I'm aware. And half the hate comes from people that have no idea what they are talking about and don't understand there are 10 types of people - those who understand, and those who don't.

 

[mak1skav]

Are you sure you can put the words Intel and security in the same sentence after what we have seen in the last years from them?

 

[ncrs]

Are you sure you can put the words Intel and security in the same sentence after what we have seen in the last years from them?

Only if you use "compromised" in the same sentence as well

 

[jgraham11]

How to transform a failing Hardware (and failing at fixing it sometimes) into selling it as a new support option to be more secure on the actual hardware.

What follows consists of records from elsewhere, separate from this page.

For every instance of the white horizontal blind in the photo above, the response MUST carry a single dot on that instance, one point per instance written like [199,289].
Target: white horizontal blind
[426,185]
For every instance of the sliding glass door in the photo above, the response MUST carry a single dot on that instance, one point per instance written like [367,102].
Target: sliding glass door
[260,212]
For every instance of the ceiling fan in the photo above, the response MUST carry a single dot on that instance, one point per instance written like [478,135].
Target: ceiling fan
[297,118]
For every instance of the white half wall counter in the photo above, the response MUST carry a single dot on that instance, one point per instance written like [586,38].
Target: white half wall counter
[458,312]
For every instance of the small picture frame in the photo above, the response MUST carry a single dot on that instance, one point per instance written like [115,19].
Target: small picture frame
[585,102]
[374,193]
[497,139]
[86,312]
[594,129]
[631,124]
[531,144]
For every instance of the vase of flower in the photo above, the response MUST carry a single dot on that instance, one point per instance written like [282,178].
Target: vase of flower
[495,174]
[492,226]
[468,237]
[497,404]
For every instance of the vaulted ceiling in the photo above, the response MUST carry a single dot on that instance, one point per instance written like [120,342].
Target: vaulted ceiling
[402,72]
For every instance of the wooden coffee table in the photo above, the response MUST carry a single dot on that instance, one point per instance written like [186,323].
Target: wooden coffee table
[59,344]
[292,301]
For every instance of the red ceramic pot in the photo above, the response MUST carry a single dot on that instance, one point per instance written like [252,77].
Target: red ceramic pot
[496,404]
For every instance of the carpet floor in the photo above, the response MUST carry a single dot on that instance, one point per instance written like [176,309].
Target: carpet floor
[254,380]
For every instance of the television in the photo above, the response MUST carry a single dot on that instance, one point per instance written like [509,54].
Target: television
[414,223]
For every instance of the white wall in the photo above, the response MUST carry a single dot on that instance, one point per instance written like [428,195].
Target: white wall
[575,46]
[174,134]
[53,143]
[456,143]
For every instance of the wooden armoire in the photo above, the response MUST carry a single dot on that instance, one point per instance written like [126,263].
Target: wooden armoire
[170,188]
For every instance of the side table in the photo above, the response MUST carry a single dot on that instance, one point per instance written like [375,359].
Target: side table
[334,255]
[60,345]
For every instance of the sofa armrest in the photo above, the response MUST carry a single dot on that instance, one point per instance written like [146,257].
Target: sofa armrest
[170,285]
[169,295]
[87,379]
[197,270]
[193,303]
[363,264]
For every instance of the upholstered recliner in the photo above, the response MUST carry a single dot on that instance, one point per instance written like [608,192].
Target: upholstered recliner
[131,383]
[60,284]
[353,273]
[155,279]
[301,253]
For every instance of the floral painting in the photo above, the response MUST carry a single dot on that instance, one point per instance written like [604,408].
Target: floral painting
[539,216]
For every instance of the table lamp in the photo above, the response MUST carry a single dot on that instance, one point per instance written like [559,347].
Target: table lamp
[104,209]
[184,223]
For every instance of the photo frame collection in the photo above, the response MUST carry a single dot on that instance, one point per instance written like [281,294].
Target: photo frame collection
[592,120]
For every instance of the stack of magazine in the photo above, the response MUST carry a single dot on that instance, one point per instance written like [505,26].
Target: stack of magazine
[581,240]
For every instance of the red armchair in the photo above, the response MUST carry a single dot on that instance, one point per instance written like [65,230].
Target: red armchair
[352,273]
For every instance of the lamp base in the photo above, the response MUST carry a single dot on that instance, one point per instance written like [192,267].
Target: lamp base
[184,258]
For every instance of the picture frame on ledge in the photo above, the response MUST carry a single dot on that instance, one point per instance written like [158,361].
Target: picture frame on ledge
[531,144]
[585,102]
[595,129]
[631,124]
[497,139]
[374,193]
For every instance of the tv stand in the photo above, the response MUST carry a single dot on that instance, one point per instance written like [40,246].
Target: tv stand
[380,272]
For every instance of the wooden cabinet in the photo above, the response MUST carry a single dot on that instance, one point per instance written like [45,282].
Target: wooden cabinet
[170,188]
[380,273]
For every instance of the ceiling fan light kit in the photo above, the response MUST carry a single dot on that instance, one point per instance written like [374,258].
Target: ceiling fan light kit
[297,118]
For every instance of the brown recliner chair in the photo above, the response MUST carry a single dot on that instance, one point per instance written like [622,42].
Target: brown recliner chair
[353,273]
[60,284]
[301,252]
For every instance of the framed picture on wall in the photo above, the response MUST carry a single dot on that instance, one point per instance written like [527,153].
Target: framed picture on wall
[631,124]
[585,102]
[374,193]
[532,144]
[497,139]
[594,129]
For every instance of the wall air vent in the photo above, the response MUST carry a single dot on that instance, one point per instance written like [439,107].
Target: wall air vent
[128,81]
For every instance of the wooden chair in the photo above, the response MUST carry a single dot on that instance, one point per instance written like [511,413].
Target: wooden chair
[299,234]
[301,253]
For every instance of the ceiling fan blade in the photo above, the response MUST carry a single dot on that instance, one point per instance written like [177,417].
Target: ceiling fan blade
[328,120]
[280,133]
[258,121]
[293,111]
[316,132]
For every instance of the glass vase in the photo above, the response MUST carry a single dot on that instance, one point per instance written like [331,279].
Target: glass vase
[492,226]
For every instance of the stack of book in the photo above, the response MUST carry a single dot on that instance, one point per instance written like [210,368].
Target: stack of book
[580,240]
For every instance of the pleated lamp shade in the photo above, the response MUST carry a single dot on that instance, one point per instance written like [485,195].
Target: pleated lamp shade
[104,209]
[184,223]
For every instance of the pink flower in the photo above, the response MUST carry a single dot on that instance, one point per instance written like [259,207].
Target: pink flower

"Guys we have a cake made of crap, let's ice it, and sell it as is"

Well if your product is plagues with one Hardware bug after another, one failed attempt to fix them after another and your product runs hotter and much less efficiently than the competition, meanwhile the competition is able to make their chips for a fraction of the price it costs you to make them... your basically screwed on all fronts, RIP Intel.

"Guys we have a cake made of crap, let's ice it, and sell it with a guarantee on the box, that should work!"

 

[R-T-B]

Does this mean Intel is being pro-active against new threats? Or is it just building a maze to get to existing ones?

They are arguing "hardware security" is a good concept. Ironically, most security types fear this concept, and with good reason.

Hardware security bred ideas like the PSP, ME, etc.